To attain the granular and complex data that is required to use time-based currency as a way to sell ad space, the Financial Times has employed the services of New York-based data and analytics company Chartbeat.
“Chartbeat analyses everything that moves (literally) on the site – pages, ads, users,” said Mr Slade. “The data is hyper- granular. We can segment every page, ad unit and audience cohort, and we calculate those packages of time in real time.”
Lauryn Bennett, Chartbeat’s head of brand and communications, said that the company’s data is able to provide information on the quality and engagement of a news site’s content, rather than measuring solely how many people go to a page. She says time-based data provides advertisers with statistics on a reader’s activity on a page and their direct exposure to an ad.
“Numerous studies show that active audience exposure time correlates to things like brand recall,” said Ms Bennett.
“By understanding and valuing the amount of time your audience spends actively reading your content and actively being exposed to ads means you can tell the difference in an impression/buy that’s working for you and one that’s not.”
The Interactive Advertising Bureau in Australia and its members are monitoring overseas developments in this space – particularly the technological solutions used to accurately track data on “active time” and “attention”.
IAB research director Gai Le Roy said that new models were increasingly emerging that focused on qualitative metrics, rather media buying that is structured exclusively around volume and yield.
“Two of the main areas of focus at the moment are audience metrics and viewability/ time metrics,” she said.
“As digital advertising continues to increase its share of the advertising pie, currently 30 per cent in Australia, more sophisticated models will be developed.”
Chartbeat also provides data and analytics for media companies Gawker Media, Al Jazeera, Time, Forbes and NBC.
“While the metrics themselves are incredibly important, our main focus is less about data pulls, lots of numbers, or raw analytics and is more about surfacing the unique story about a publisher’s audience through this attention data,” she said.
Mr Slade said that the Financial Times, which is trialling this system from June to September 2014, expects to fully roll out this currency platform to the market some time in September, however he said that the company’s sales teams would also work with other measurements to suit the needs of buyers.

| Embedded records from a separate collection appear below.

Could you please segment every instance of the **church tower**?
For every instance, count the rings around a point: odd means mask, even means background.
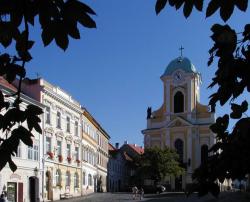
[[[142,131],[144,146],[165,146],[175,149],[186,172],[180,177],[169,176],[172,190],[184,190],[192,182],[192,173],[206,158],[207,150],[215,143],[209,126],[214,113],[200,103],[201,75],[186,57],[172,60],[160,77],[163,104],[151,113],[148,109],[147,128]]]

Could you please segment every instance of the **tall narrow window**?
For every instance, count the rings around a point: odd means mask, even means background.
[[[66,186],[70,186],[70,172],[69,171],[66,172],[65,181],[66,181]]]
[[[70,133],[70,118],[67,116],[66,118],[66,131]]]
[[[34,160],[38,161],[39,160],[39,146],[38,146],[38,144],[34,144],[33,148],[34,148]]]
[[[75,136],[78,136],[78,122],[75,121]]]
[[[92,176],[90,174],[88,175],[88,185],[92,186]]]
[[[62,141],[57,140],[57,155],[62,155]]]
[[[183,162],[183,141],[181,139],[177,139],[174,143],[174,147],[179,155],[180,162]]]
[[[33,159],[33,147],[28,147],[28,159]]]
[[[62,177],[61,177],[61,170],[60,169],[57,169],[56,170],[56,186],[61,186],[61,180]]]
[[[174,113],[184,112],[184,95],[178,91],[174,95]]]
[[[82,173],[82,184],[85,185],[86,184],[86,174],[85,172]]]
[[[71,145],[67,144],[67,157],[71,157]]]
[[[46,152],[51,152],[51,138],[46,137]]]
[[[208,160],[208,146],[201,146],[201,164],[206,164]]]
[[[17,147],[17,154],[16,157],[22,157],[21,156],[21,143],[19,143],[18,147]]]
[[[57,112],[56,114],[56,127],[61,128],[61,112]]]
[[[79,175],[77,172],[74,174],[74,187],[78,188],[79,187]]]
[[[50,124],[50,107],[48,106],[45,108],[45,119],[46,123]]]
[[[75,147],[75,160],[79,160],[79,147]]]

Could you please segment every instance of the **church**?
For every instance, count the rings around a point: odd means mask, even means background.
[[[169,176],[163,184],[181,191],[192,182],[192,173],[216,141],[209,129],[215,122],[215,114],[200,103],[201,74],[188,58],[180,56],[172,60],[160,78],[163,104],[152,112],[148,108],[147,128],[142,130],[144,147],[167,146],[177,151],[185,173]]]

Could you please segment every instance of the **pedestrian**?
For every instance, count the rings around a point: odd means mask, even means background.
[[[1,196],[0,196],[0,202],[6,202],[4,194],[1,194]]]
[[[140,190],[139,190],[139,195],[140,195],[140,200],[142,200],[143,197],[144,197],[144,190],[143,190],[142,187],[141,187]]]
[[[138,188],[136,186],[132,187],[133,200],[137,198]]]

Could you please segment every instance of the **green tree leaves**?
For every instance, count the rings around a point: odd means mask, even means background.
[[[139,160],[137,174],[142,179],[160,181],[167,175],[179,176],[184,169],[178,161],[178,154],[169,148],[148,148]]]

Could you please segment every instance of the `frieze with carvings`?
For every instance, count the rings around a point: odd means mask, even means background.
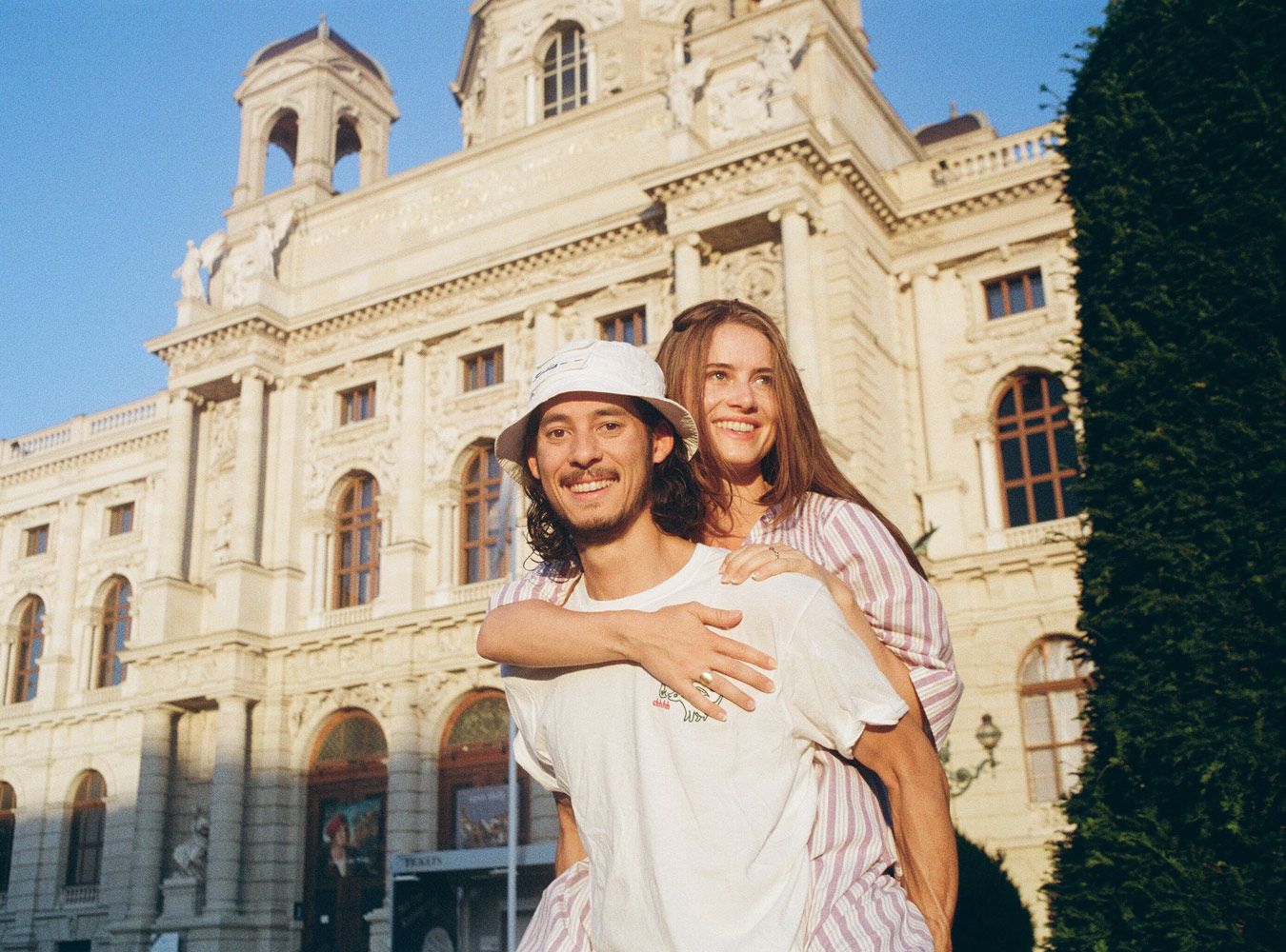
[[[782,249],[775,242],[730,252],[715,266],[719,297],[737,298],[779,320],[786,312]]]
[[[743,198],[757,195],[773,189],[787,188],[800,181],[800,170],[791,166],[764,168],[728,181],[714,182],[706,188],[676,198],[666,206],[671,216],[692,215],[707,208],[732,204]]]
[[[237,464],[237,409],[239,400],[215,403],[204,419],[210,427],[210,463],[206,474],[206,551],[216,563],[231,550],[233,470]]]
[[[691,0],[643,0],[639,17],[657,23],[678,23],[679,15],[688,12]]]
[[[314,723],[323,712],[342,708],[363,708],[387,721],[392,710],[391,699],[392,686],[388,683],[351,685],[329,691],[297,694],[291,698],[287,714],[291,737],[298,737],[303,725]]]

“We expect to offer both CPM and time-based currencies in parallel,” he said. “Obviously a brand or agency can choose which might be more appropriate given the specific needs of their campaign.
“More importantly, what we’re focused on is delivering the best possible outcome. If we can prove that time-based access to our audience gets the best results then clearly that would become predominant.”
The Financial Times came to this idea after consideration of debates around ad viewability. The current requirement for a viewable impression, as per the standards of the cross-industry initiative 3MS, is that “50 percent of pixels must be in the viewable portion of an Internet browser for a minimum of one continuous second to qualify as a viewable display impression”.
Mr Slade said that the Financial Times research shows that to be the absolute bare minimum requirement and that publishers should go further to help brands and help themselves understand the value of a given ad, particularly if publishers want to show audience engagement with premium content.
“Unlike traditional measures of time spent, which have long been discounted as an inaccurate blunt instrument, Chartbeat measures the attention surrounding both the ads and content on a page to a second-by-second, pixel-by-pixel level of accuracy,” said Mr Slade.
“That means we can tell the difference between a second where someone is actively engaged with an ad in view and a second where someone has an ad in view but has been distracted by a friend asking them if they want coffee.
“It brings an unprecedented level of accuracy to the measurement of attention.”
Time-based measuring of audience engagement is relatively new and is “tough to build”, which is why Ms Bennett says that at this stage many online publishers have not transitioned over to using this metric as their ad sales currency, when dealing with advertisers.
“And the concept makes sense — the idea of buying time with an audience isn’t new, as TV and radio have been selling 30-second and 60-second spots for decades,” she said.
“But the ability to be able to tell the return on that buy, if those 30 or 60 seconds did their job in reaching people, holding their attention, that’s something that our technology finally allows them to do in a simple, understandable, usable, scalable way.”